A steering mechanism to optimize the energy production of weirs in cascade will be developed considering user competitions (e.g. flood management of polders). Optimisation routines (e.g. IPOPT) will be embedded in a simulation tool for hydraulic and energetic analysis of weirs in cascade and applied to the study site. In the next step energetic and hydraulic impacts of the normal operation mode and of the optimized operation mode are identified and the additional energetic potential of hydropower is detected. Evaluating environmental impacts of hydropower plants allows statements to be made on the field of tension energy and water ecosystem. In cooperation with the industry partner KIMA simulation and optimisation models are linked with automation technology and a training simulator for future users is developed.
The watershed was chosen together with the practice partner Embrapa to analyze water demand and in particular water pollution of energy generation from biomass. With the help of secondary data, water quality analysis as well as interviews with farmers and operators of sugar cane plants the water footprint of sugar cane production and its conversion into electricity is determined to register the impacts on water ressources and (aquatic) ecosystems within the watershed. The overall focus is the question, how agriculture affects water quality. The study will be supported by data surveys carried out at the beginning of the rainy season. Existing technical and regulatory options are described in a transparent way and further opportunities to reduce impacts will be developed together with local and global actors. To enable transferability of results, the local conditions of producing sugar cane and converting it into electricity, climate and water resources will be compared in a global context.

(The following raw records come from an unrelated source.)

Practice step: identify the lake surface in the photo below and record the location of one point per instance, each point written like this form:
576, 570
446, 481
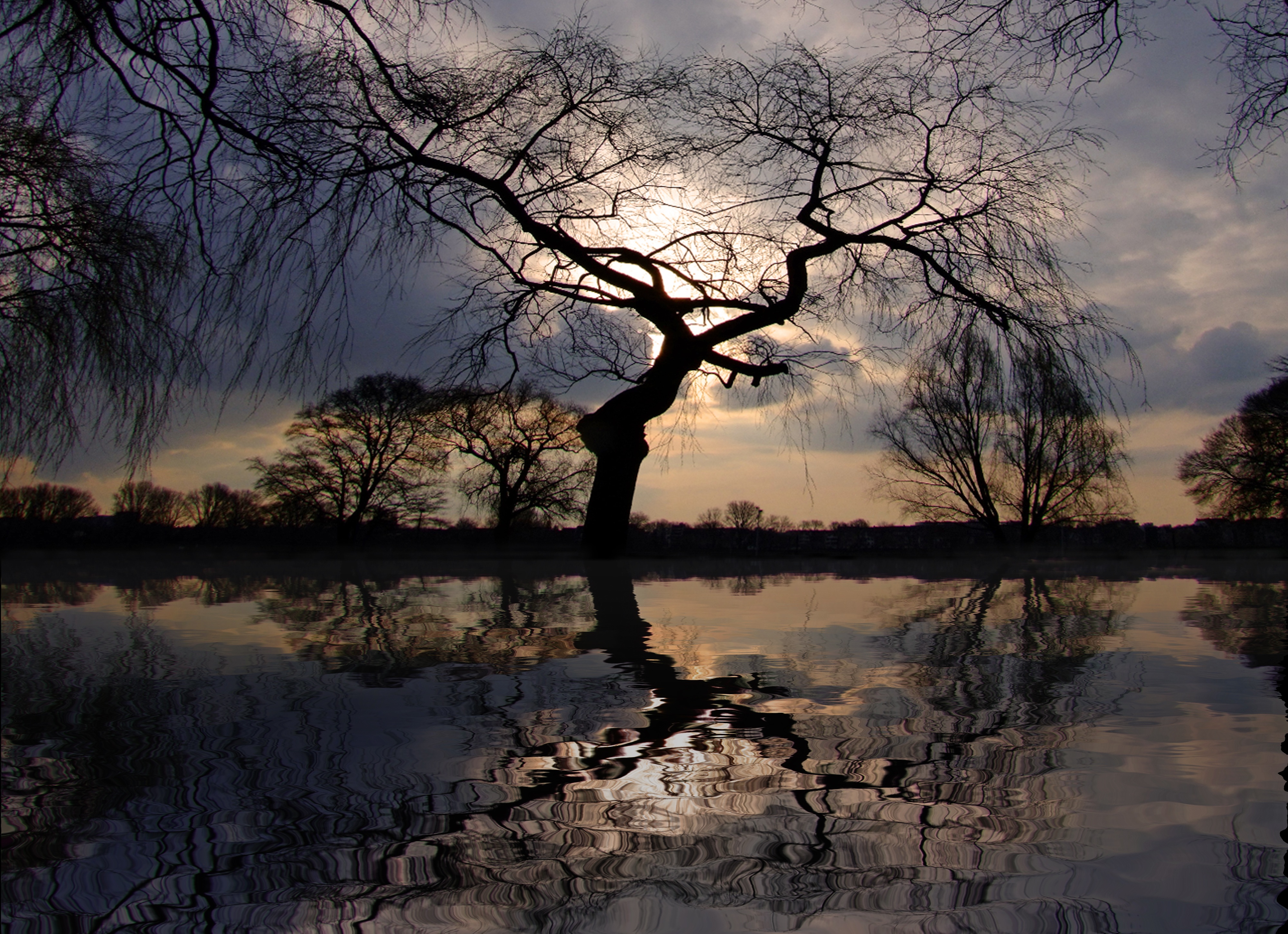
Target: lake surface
620, 752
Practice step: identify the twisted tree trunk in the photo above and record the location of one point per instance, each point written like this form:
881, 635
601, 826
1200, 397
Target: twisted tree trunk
615, 435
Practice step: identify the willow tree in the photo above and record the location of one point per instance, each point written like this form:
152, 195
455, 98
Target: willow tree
629, 218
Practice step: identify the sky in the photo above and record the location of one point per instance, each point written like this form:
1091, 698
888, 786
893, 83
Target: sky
1189, 263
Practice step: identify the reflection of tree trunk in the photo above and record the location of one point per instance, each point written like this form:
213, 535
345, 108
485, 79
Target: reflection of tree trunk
504, 519
615, 435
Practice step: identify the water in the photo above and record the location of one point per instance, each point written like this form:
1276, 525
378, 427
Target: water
625, 753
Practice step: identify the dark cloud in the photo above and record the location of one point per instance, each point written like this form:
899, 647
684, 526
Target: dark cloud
1214, 375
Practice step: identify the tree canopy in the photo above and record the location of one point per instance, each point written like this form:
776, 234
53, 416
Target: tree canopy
363, 452
1241, 471
1000, 439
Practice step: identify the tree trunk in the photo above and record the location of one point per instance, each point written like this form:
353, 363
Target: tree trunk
620, 450
615, 435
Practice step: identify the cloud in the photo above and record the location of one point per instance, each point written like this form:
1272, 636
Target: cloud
1217, 372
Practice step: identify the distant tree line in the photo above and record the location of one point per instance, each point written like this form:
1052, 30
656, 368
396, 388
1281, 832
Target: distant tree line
377, 452
1001, 437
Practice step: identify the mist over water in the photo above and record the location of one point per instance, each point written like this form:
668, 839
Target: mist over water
623, 753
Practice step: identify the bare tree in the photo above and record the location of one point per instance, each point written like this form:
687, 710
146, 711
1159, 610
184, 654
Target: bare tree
216, 506
636, 219
1242, 469
527, 460
994, 443
154, 505
92, 345
712, 519
942, 461
46, 502
1062, 462
744, 515
365, 451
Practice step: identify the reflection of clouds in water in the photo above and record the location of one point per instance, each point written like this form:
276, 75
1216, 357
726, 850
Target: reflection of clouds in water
910, 778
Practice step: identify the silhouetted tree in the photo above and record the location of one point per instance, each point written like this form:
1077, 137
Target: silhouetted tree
744, 515
712, 519
1242, 469
151, 503
372, 447
220, 507
526, 461
93, 344
994, 443
46, 502
639, 219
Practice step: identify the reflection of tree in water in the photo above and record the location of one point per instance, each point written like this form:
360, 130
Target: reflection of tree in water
47, 593
489, 796
396, 628
1008, 653
1245, 619
106, 739
207, 591
721, 799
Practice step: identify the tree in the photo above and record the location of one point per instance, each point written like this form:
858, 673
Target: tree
529, 461
992, 443
92, 343
216, 506
712, 519
46, 503
151, 503
1242, 469
369, 450
638, 219
744, 515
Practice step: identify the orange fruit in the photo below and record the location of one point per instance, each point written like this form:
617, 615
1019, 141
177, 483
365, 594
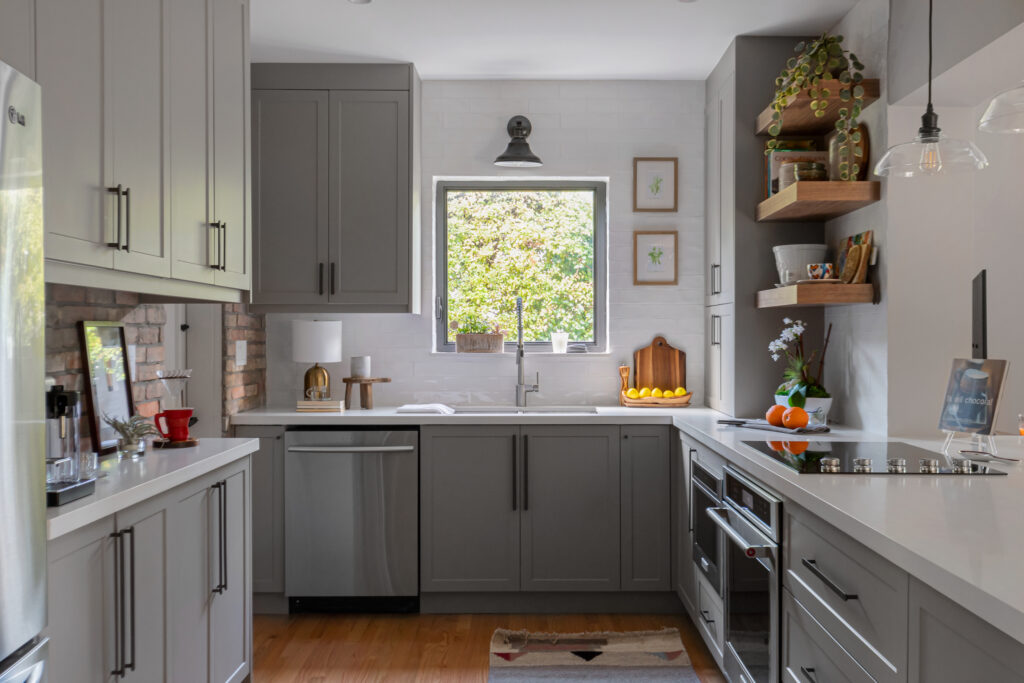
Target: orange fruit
796, 447
774, 415
795, 418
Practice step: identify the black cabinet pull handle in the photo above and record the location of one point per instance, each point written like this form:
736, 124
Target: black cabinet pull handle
514, 458
131, 596
525, 472
813, 566
117, 190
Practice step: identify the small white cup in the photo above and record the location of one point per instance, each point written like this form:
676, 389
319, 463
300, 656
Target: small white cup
360, 366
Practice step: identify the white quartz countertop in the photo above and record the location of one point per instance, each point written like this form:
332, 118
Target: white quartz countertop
125, 482
962, 536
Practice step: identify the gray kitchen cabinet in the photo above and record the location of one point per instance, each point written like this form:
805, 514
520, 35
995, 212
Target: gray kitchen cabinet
80, 604
290, 196
646, 508
268, 508
17, 32
334, 183
469, 508
948, 644
682, 535
570, 508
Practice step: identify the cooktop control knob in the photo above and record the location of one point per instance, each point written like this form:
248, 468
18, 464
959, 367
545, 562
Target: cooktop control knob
828, 465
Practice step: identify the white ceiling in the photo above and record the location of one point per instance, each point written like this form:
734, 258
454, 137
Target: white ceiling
529, 39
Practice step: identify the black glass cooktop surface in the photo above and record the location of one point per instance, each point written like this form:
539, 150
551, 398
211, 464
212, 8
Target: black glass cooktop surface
866, 458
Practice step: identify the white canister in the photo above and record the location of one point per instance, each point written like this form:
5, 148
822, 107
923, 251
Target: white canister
360, 367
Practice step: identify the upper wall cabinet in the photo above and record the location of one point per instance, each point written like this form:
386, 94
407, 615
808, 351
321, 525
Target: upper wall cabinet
334, 180
145, 147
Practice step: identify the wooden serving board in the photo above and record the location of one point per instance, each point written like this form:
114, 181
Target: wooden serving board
659, 366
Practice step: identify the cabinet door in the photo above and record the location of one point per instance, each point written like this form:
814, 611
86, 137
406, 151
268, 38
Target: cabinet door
143, 529
570, 508
290, 196
16, 35
370, 199
133, 118
70, 68
194, 241
80, 604
469, 503
230, 609
230, 140
190, 580
268, 508
646, 508
948, 643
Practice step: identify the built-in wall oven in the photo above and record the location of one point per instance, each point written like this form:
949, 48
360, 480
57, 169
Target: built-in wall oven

As a first step, a bunch of water availability and water demand scenarios is developed for the region around Quarzazate considering climate change on the one hand and the planned expansion of solar thermal power in the context of a expectable strong socio-economic development on the other hand. Comparing suppy and demand scenarios helps to identify such that are critical with regard to water availability. They are as well the basis for developing both socio-economic and energy related savings measures to reduce water consumption (e.g. through more efficient irrigation techniques or replacement of wet cooling by hybride or dry cooling). Identified measures are evaluted by local decision makers on-site and solution approaches to enhance feasibility are developed.